Another match revealed the chamber, and proved that, although less pretentious from the architect’s point of view, it had certain advantages over the lower rooms he had already sampled. The first advantage was a half-used candle, sticking upright in a pool of its own grease on the mantelpiece across the floor. Ben made for the candle promptly, and by its comparatively brilliant glare noted the other advantages of the attic.

An old chair, battered but still serviceable, was near the fireplace. Three or four packing-cases, which could be used as tables or firewood, stood about. And the key in the door was another advantage, for it offered security.

But before Ben could finally approve of the room, two other doors had to be investigated.

One door, by the fireplace, led to an inner room somewhat similar to the outer room. Rendered courageous by his candle, he made a thorough examination of this inner chamber, discovering that it possessed no other entrance, and that it contained a fair-sized cupboard.

The other door of the outer room, at right angles to the passage door, and close to it, refused to open. It was locked—as the door down in the basement had been—and there was no key.

‘This is a better pitch,’ thought Ben. ‘I’ll stay ’ere till the mornin’, any’ow, and the feller dahnstairs can ’ave the bottom ’arf. Sort o’ maisonette.’

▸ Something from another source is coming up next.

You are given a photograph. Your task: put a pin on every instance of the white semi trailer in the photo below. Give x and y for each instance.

Some packing-cases stood under a rather high window. He climbed on to them, and peered out. Fog still as thick as ever. Climbing down again, he selected the most dilapidated case, and split it up.

‘Might as well ’ave a bit o’ cheer,’ he muttered. ‘And it’s time, I reckons, fer them pork an’ beans.’

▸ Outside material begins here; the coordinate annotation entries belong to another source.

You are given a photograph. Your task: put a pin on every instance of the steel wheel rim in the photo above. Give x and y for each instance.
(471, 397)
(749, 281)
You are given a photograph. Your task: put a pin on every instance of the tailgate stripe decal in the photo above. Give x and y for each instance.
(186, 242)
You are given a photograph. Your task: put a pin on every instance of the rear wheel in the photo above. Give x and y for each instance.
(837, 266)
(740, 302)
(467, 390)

Fortunately, there were some odd scraps of paper in the packing-case, and these served to start the fire. Throwing some wood on top, he soon had a good blaze, and the warmth welled into him, making life good once more, and dispelling some of his tremors. Thus many another has enjoyed the calm before the storm, smiling for a short period in the false assurance of a temporary security.

His good humour increased when he opened the packet which contained the tin of pork and beans. The old proprietress of the Emporium had added a chunk of bread and a slice of cheese. Best bob’s-worth he’d ever known. This was a bit of all right!

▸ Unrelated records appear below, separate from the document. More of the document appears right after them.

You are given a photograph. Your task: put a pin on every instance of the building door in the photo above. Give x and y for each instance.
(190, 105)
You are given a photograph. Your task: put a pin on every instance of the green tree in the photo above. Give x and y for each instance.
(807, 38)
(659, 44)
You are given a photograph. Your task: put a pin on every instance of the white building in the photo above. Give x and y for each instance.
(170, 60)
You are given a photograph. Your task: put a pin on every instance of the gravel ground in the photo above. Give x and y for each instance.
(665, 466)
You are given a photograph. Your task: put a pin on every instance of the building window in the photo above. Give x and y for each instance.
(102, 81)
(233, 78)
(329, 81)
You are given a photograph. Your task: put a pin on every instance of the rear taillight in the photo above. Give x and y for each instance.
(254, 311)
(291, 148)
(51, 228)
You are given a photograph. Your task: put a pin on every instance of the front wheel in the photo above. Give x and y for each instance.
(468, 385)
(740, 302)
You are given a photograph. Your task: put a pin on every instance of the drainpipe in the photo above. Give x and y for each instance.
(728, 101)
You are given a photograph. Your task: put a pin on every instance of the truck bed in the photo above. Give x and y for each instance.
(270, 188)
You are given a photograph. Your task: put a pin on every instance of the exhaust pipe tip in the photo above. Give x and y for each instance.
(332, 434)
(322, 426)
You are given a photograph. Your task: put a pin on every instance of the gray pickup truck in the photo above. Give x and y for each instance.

‘Me own mother wouldn’t ’ave done more fer me,’ thought Ben. ‘Wot it is ter ’ave a ’andsome fice!’

But, although he made light of it, the old woman’s kindliness warmed that bare, uncomfortable room almost as much as did the crackling blaze. In the midst of all this uncouthness and uncanniness, of fearful possibilities and tremulous thoughts, a peaceful, human smile lurked somewhere. It stood for the tiny gleam that no blackness can ever totally extinguish, though often enough we seem to lose it in our groping, and forget that it is there. Yet, however faintly it burns, it never flickers out, for it is independent of material substance.

He had some difficulty in opening the tin, and might have been reduced to stamping upon it but for a nail which he wrenched from one of the packing-cases. Putting the tin carefully on the fire, he watched its congealed contents soften and warm, munching bread and cheese to assuage his impatience. He had no spoon, so he stirred the pork and beans with his finger, to help them on their way, and also for the pleasure of sucking his finger afterwards. The operation was so successful that he stirred the pork and beans several times, until they got too hot for the process. Then, to ensure peace with his meal, he tiptoed out on to the landing once more, and listened.